Thursday, November 1, 2007

Merrill Lynch files trademark infringement lawsuit to stop anonymous Merrill Lynch imposter from sending racist e-mails

On Tuesday, October 30, 2007, Merrill Lynch & Co., Inc. (“Merrill Lynch”) filed a trademark infringement lawsuit in the U.S. District Court for the Southern District of New York against “John Doe” – the unknown sender of e-mails containing some explicit racially denigrating remarks directed to be offensive towards African-Americans (e.g., using the “N-word” and the Don Imus-inspired "Nappy Headed Hoes”). See Merrill Lynch & Co., Inc. v. Doe, Case No. 1:07-cv-09649 (S.D.N.Y.). The e-mails went out to several African-American investment brokers within Merrill Lynch as well as the Reverend Al Sharpton back in September. Links to various news articles on the lawsuit can be found here, here, here, and here.

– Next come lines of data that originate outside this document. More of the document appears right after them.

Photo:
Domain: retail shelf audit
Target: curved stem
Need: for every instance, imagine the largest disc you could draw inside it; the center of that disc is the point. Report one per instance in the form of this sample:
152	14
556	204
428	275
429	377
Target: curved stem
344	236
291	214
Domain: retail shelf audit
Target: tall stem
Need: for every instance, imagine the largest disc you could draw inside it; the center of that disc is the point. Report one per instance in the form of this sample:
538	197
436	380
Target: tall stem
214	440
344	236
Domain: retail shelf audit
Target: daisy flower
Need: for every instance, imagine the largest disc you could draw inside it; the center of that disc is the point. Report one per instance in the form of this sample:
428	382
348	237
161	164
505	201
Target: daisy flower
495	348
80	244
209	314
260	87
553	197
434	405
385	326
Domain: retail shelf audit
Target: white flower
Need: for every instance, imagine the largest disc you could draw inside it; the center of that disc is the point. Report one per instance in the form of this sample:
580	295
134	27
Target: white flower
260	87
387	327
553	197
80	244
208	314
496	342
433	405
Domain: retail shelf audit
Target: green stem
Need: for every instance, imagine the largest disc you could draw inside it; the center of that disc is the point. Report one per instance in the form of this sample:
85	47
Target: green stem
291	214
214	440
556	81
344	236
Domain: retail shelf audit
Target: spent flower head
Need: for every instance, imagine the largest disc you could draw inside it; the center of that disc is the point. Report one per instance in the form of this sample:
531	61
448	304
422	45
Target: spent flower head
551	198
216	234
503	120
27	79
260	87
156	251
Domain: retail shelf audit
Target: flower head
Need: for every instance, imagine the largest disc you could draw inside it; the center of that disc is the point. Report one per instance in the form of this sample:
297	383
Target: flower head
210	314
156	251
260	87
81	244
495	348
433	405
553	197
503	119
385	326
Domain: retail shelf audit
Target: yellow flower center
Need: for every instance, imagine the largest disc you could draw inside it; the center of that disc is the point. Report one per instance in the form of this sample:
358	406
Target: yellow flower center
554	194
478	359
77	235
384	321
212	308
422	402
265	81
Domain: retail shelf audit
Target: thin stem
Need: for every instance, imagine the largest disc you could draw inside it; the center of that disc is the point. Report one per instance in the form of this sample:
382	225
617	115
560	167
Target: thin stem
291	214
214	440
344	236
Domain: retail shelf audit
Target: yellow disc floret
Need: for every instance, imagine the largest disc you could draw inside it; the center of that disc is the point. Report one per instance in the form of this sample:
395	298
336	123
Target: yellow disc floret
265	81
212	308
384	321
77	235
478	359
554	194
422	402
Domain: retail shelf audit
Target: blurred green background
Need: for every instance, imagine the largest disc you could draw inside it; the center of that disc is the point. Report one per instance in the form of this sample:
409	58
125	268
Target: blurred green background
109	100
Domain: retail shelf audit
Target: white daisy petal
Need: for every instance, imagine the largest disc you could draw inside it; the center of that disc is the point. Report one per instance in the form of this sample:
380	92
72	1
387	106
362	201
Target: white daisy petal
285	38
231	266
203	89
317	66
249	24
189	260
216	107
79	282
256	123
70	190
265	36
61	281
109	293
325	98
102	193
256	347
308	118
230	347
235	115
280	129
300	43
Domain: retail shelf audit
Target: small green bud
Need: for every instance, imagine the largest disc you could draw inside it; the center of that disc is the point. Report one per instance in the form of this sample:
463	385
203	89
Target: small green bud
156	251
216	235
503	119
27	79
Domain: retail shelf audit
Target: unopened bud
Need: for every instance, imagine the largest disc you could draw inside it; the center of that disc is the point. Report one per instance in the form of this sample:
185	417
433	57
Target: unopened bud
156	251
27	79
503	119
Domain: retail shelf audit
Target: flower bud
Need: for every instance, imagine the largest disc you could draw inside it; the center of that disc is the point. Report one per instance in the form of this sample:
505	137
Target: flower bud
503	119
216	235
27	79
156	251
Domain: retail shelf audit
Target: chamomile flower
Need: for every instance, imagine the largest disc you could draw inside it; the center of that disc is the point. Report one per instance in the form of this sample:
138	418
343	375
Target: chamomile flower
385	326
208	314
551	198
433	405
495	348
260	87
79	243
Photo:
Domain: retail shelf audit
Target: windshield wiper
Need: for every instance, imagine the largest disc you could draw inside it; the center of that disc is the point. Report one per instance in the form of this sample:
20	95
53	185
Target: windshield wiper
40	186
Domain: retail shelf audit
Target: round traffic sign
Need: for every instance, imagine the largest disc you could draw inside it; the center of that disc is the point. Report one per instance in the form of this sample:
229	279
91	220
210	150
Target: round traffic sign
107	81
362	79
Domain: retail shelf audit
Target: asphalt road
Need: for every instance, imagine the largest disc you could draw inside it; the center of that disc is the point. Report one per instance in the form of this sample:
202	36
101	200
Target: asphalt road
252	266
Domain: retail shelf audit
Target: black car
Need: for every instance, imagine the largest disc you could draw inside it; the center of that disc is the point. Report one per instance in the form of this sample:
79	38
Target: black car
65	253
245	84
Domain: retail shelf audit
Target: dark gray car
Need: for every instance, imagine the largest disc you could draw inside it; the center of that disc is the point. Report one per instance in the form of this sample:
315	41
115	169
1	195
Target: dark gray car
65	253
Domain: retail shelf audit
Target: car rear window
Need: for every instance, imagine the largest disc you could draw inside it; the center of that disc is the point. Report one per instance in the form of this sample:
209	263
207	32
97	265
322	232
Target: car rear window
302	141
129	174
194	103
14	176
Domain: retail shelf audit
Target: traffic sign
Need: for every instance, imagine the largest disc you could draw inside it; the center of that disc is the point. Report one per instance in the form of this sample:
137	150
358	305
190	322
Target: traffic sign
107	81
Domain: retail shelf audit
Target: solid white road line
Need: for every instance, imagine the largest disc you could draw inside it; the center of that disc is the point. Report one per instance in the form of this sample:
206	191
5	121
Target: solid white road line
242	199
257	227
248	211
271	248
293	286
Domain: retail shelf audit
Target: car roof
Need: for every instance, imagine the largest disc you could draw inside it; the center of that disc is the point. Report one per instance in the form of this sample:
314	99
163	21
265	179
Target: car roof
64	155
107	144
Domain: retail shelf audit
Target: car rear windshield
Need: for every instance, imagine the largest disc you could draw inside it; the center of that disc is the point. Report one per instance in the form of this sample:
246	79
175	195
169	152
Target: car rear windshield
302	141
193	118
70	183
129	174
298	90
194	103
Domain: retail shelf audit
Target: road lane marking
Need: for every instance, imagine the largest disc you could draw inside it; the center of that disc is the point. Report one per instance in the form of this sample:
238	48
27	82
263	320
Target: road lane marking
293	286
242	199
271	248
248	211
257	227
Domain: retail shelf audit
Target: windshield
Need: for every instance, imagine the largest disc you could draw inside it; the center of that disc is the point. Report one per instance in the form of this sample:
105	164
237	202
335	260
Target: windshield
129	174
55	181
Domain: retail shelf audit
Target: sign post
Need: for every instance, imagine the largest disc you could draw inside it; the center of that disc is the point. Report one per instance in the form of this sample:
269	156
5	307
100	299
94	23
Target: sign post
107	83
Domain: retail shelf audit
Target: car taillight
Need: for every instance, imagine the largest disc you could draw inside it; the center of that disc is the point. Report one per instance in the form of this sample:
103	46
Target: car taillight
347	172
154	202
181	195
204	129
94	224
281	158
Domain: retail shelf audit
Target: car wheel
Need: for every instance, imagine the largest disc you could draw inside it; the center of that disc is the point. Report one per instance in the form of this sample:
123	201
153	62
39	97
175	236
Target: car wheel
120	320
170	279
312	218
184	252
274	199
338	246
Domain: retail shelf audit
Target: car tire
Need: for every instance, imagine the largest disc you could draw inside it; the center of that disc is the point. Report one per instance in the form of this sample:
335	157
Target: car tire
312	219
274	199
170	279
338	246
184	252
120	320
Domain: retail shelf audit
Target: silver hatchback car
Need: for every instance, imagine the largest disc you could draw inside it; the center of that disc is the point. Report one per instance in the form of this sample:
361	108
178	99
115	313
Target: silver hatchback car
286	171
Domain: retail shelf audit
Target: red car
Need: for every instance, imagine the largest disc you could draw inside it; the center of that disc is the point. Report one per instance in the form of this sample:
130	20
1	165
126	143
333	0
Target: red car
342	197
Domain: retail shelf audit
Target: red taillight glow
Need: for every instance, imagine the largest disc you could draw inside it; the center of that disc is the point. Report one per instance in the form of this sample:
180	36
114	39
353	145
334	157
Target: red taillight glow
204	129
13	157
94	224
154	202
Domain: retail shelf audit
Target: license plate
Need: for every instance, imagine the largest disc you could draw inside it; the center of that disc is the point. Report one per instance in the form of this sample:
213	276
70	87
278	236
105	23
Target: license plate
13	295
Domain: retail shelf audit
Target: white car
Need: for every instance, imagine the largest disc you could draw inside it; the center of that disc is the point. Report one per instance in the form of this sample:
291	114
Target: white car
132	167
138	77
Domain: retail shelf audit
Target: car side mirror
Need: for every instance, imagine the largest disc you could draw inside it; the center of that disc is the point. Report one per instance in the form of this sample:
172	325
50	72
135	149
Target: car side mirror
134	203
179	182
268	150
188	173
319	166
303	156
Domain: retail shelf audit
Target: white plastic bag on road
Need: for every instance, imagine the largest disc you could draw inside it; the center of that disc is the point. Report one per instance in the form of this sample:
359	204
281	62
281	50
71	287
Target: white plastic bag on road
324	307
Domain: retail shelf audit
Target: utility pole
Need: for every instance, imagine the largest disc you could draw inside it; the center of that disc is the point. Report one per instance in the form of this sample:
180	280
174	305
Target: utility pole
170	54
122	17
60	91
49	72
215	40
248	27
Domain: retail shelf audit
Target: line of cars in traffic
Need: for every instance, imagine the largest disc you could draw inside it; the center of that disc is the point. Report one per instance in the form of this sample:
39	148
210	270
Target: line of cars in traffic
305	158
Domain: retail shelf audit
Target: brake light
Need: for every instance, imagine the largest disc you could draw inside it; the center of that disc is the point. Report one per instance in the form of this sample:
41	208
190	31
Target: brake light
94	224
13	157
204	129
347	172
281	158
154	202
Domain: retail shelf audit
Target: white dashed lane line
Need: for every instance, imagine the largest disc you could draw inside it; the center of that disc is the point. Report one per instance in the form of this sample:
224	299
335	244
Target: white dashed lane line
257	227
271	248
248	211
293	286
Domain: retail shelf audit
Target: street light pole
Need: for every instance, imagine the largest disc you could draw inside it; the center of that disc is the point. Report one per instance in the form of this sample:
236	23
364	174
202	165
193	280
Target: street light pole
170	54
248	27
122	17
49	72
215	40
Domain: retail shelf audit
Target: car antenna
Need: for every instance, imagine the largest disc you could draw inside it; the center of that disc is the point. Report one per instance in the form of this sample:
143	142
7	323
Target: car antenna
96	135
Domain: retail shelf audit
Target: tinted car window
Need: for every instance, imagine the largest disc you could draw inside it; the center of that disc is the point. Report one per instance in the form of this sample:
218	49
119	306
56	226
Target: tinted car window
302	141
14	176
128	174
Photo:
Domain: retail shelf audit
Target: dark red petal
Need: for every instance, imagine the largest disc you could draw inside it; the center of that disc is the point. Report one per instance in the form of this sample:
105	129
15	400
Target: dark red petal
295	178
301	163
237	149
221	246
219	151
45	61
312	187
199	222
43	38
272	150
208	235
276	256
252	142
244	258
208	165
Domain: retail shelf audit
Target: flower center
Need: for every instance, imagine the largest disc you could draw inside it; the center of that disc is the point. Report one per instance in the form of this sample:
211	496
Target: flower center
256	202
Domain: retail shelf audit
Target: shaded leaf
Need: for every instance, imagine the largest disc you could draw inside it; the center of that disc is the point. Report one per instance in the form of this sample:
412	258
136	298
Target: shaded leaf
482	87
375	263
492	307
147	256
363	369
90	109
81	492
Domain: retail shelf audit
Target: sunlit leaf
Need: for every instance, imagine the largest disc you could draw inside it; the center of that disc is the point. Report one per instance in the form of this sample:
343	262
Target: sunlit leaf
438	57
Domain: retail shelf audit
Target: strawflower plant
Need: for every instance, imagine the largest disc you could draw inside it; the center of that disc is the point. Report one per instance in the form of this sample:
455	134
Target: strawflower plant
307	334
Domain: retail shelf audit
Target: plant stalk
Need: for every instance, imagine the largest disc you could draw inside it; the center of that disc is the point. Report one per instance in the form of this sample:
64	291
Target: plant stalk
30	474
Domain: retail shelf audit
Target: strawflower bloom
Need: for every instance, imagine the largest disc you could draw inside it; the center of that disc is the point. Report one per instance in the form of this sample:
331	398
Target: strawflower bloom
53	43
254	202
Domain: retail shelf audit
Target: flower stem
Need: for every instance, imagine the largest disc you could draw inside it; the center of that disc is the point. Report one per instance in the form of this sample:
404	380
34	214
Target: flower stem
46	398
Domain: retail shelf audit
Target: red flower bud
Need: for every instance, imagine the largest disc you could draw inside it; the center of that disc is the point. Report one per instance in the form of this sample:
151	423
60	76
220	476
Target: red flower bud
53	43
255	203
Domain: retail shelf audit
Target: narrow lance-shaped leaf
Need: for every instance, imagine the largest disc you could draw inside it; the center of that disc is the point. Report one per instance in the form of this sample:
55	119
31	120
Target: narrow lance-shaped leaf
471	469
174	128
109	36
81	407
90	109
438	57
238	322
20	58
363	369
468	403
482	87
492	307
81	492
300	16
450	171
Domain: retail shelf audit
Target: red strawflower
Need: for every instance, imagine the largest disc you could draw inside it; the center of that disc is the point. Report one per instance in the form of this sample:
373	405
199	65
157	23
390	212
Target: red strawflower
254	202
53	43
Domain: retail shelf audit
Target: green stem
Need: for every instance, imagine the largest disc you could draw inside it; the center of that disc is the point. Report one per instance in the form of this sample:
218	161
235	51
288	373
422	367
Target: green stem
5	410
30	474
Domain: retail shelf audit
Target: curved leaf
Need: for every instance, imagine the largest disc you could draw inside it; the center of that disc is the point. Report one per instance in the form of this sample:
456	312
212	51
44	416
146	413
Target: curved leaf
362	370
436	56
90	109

According to Merrill Lynch’s complaint, the defendant sent the e-mail using a Hotmail e-mail address but signed using the name of an actual Merrill Lynch regional administrative manager. The e-mail, made to appear as thought it had been sent from this Merrill Lynch manager, included a reference to the MERRILL LYNCH trademark. Given Merrill Lynch’s efforts to “foster an inclusive workplace environment that promotes mutual respect, acceptance, cooperation, and productivity among people from varying backgrounds, . . . defendant's fraudulent emails have not only cast the Merrill Lynch employee whose name has been used for these racially explicit emails in a negative light, they tarnish the reputation and good will associated with the Merrill Lynch name and mark.”

Merrill Lynch plans to subpoena the defendant’s Internet service provider as well as Microsoft (which owns Hotmail) in an effort to discover the identity of John Doe, which Merrill Lynch suspects lives in the Midwest.

In addition to seeking unspecified damages, Merrill Lynch is asking for injunctive relief to stop the further dissemination of such emails to its employees as well as any further false designation of origin of such e-mails to Merrill Lynch or its employees.

Sharpton was quoted as hailing the Merrill Lynch as “necessary and timely” given the sharp increase in threats and hate mail/emails this year directed towards himself and his National Action Network. Sharpton hopes that the lawsuit will encourage law enforcement to stop this kind of unchecked and illegal behavior.